A fire in December 1904 destroyed the original wooden station building with a brick replacement opened in 1905. In 1928, the station was rebuilt again.

==Bus terminal==
Bunbury station was the terminus for bus services from regional locations in the south and south west of Western Australia, to connect with the rail service to Perth. As regional railway passenger services declined, and branch lines were closed, railway bus services were put in place to replace the loss of rail access. The former branch lines to Flinders Bay, Nannup, Manjimup and Pemberton were served by WAGR road buses.

==Relocation of railway==
The last train to use the station departed on 28 May 1985 with a new station opening at East Bunbury, 4 km to the south-east the following day, along with the railway marshalling yard and other railway facilities.
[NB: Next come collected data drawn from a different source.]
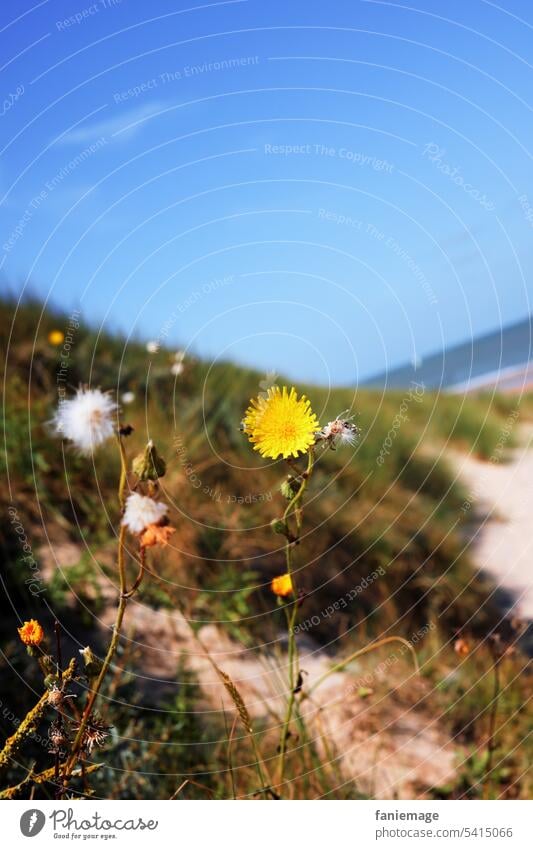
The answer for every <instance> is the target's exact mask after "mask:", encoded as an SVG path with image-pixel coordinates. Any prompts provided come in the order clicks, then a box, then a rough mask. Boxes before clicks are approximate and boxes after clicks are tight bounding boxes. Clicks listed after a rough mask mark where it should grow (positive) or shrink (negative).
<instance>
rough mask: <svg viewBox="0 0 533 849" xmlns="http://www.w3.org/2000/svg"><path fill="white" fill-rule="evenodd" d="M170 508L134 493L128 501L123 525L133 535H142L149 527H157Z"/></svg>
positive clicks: (124, 512)
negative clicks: (155, 525)
mask: <svg viewBox="0 0 533 849" xmlns="http://www.w3.org/2000/svg"><path fill="white" fill-rule="evenodd" d="M167 511H168V507H167V505H166V504H162V503H161V502H160V501H154V499H153V498H148V496H147V495H139V493H138V492H132V493H131V495H128V497H127V499H126V509H125V511H124V516H123V517H122V524H123V525H125V526H126V527H127V528H128V530H129V531H131V533H132V534H142V532H143V531H144V530H145V528H147V527H148V525H157V524H159V523H160V522H161V519H162V518H163V517H164V516H166V514H167Z"/></svg>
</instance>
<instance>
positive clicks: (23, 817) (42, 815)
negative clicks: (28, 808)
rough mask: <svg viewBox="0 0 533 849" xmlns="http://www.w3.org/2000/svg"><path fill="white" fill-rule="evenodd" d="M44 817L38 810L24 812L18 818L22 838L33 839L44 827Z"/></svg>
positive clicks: (44, 815)
mask: <svg viewBox="0 0 533 849" xmlns="http://www.w3.org/2000/svg"><path fill="white" fill-rule="evenodd" d="M45 823H46V817H45V815H44V814H43V812H42V811H40V810H39V809H38V808H31V809H30V810H29V811H24V813H23V814H22V816H21V818H20V830H21V832H22V834H23V835H24V837H35V836H36V835H37V834H39V832H41V831H42V830H43V828H44V826H45Z"/></svg>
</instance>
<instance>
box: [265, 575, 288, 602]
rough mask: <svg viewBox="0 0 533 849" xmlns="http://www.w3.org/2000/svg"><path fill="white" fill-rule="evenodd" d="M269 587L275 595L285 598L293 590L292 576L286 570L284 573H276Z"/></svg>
mask: <svg viewBox="0 0 533 849" xmlns="http://www.w3.org/2000/svg"><path fill="white" fill-rule="evenodd" d="M270 587H271V589H272V592H273V593H275V595H279V596H281V597H282V598H285V597H286V596H288V595H291V593H292V592H293V586H292V578H291V576H290V575H289V573H288V572H287V573H286V574H285V575H278V577H277V578H274V580H273V581H272V583H271V585H270Z"/></svg>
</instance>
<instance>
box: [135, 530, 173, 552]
mask: <svg viewBox="0 0 533 849" xmlns="http://www.w3.org/2000/svg"><path fill="white" fill-rule="evenodd" d="M175 530H176V528H173V527H172V525H148V527H146V528H145V529H144V531H143V532H142V534H141V536H140V540H141V548H152V547H153V546H154V545H166V544H167V543H168V541H169V539H170V537H171V536H172V534H173V533H174V531H175Z"/></svg>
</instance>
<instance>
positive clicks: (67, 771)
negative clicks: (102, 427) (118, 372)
mask: <svg viewBox="0 0 533 849" xmlns="http://www.w3.org/2000/svg"><path fill="white" fill-rule="evenodd" d="M118 445H119V452H120V480H119V486H118V501H119V505H120V509H121V512H122V510H123V509H124V504H125V500H126V485H127V473H128V466H127V458H126V451H125V449H124V443H123V441H122V437H121V436H120V434H118ZM125 537H126V528H125V526H124V525H122V524H121V525H120V531H119V537H118V554H117V568H118V577H119V592H120V594H119V603H118V609H117V618H116V620H115V624H114V626H113V635H112V637H111V641H110V643H109V646H108V649H107V653H106V656H105V658H104V662H103V664H102V668H101V670H100V674H99V675H98V678H97V679H96V683H95V684H94V687H93V689H92V690H91V693H90V695H89V697H88V699H87V703H86V705H85V708H84V711H83V714H82V718H81V721H80V724H79V728H78V731H77V733H76V736H75V738H74V742H73V743H72V748H71V751H70V755H69V757H68V759H67V761H66V763H65V767H64V769H63V786H64V787H66V786H67V784H68V781H69V778H70V776H71V775H72V771H73V769H74V767H75V765H76V763H77V760H78V756H79V754H80V749H81V747H82V742H83V736H84V734H85V729H86V728H87V724H88V722H89V719H90V716H91V713H92V711H93V708H94V704H95V702H96V699H97V698H98V695H99V693H100V690H101V689H102V684H103V683H104V679H105V677H106V675H107V672H108V670H109V667H110V666H111V662H112V660H113V657H114V656H115V652H116V650H117V647H118V644H119V640H120V632H121V628H122V622H123V619H124V614H125V612H126V607H127V604H128V599H129V597H130V594H129V593H128V592H127V587H126V567H125V558H124V542H125ZM139 583H140V582H139Z"/></svg>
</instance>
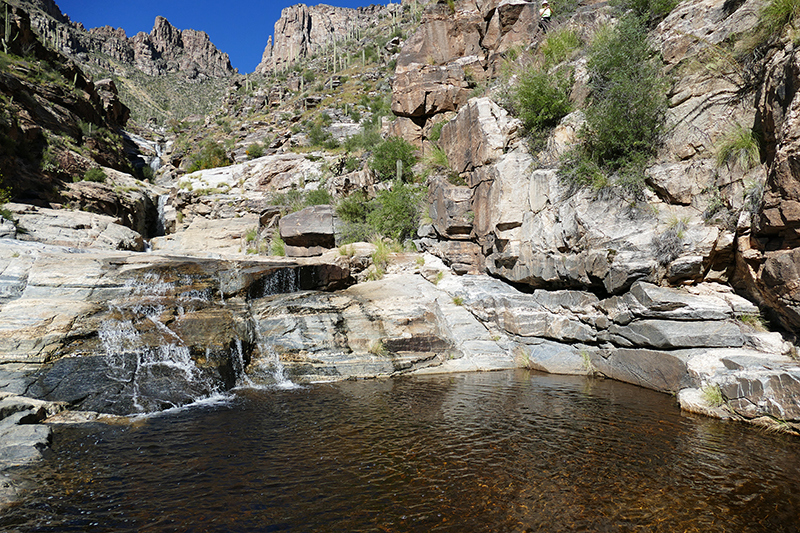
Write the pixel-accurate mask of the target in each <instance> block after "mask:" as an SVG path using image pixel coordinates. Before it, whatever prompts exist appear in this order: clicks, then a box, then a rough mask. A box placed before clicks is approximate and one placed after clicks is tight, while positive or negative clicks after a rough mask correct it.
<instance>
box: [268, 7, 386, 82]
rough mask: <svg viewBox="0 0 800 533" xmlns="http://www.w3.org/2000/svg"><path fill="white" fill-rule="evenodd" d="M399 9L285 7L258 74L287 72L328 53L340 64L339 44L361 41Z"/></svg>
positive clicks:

In the early 1990s the re-location was reviewed and confirmed.

==Current use==

The station building is still used as a bus station which serves as the main terminus for TransBunbury bus services to surrounding suburbs, as well as being the Bunbury Visitor Centre.

===Bus Routes===
The following public bus routes service the bus station:

| Route |  |  | Destination | Via | Ref. |
[72029] Stand 1
|  |  | 825 | Dolphin Discovery Centre | Koombana Drive |  |
|  |  | 826 ‡ | Bunbury Passenger Terminal | Blair Street and Sandridge Road |  |
|  |  | 830 | College Grove | Holywell Street, Timperley Road, Bunbury Health Campus and Somerville Drive |  |
[72030] Stand 2
|  |  | 828 | Bunbury Health Campus | Yorla Road and Armanta Drive |  |
|  |  | 829 | Bunbury Health Campus | Frankel Street and Hamersley Drive |  |
[72031] Stand 3
|  |  | 827 ‡ | Glen Iris | Herbert Road, Austral Parade, Bunbury Forum, Bunbury Passenger Terminal, Orchid Drive and Ince Road |  |
|  |  | 845 | Australind (Kingston Drive) | Blair Street, Australind Bypass, Eaton Fair Shopping Centre, Eaton Drive, The Boulevard, Treendale and Leisure Drive |  |
[72032] Stand 4
|  |  | 844 | Eaton/Millbridge (Millbridge Boulevard) | Blair Street, Hale Street, Eaton Fair Shopping Centre, Lusitano Avenue and Millbridge Boulevard |  |
[72033] Stand 5
|  |  | 841 | Australind (Travers Drive) | Blair Street, Clifton Park, Old Coast Road and Garfield Drive |  |
[72034] Stand 6
|  |  | 843 | Dalyellup | Minninup Road, Minninup Forum, Hornibrook Road and Gutmann Parkway |  |
[72035] Stand 7
|  |  | 832 | Bunbury Health Campus | Mangles Street, Ocean Drive, Minninup Forum, Withers and Usher |  |
[72036] Stand 8

- ‡ This service is free for passengers connecting to or from the Transwa Australind rail service.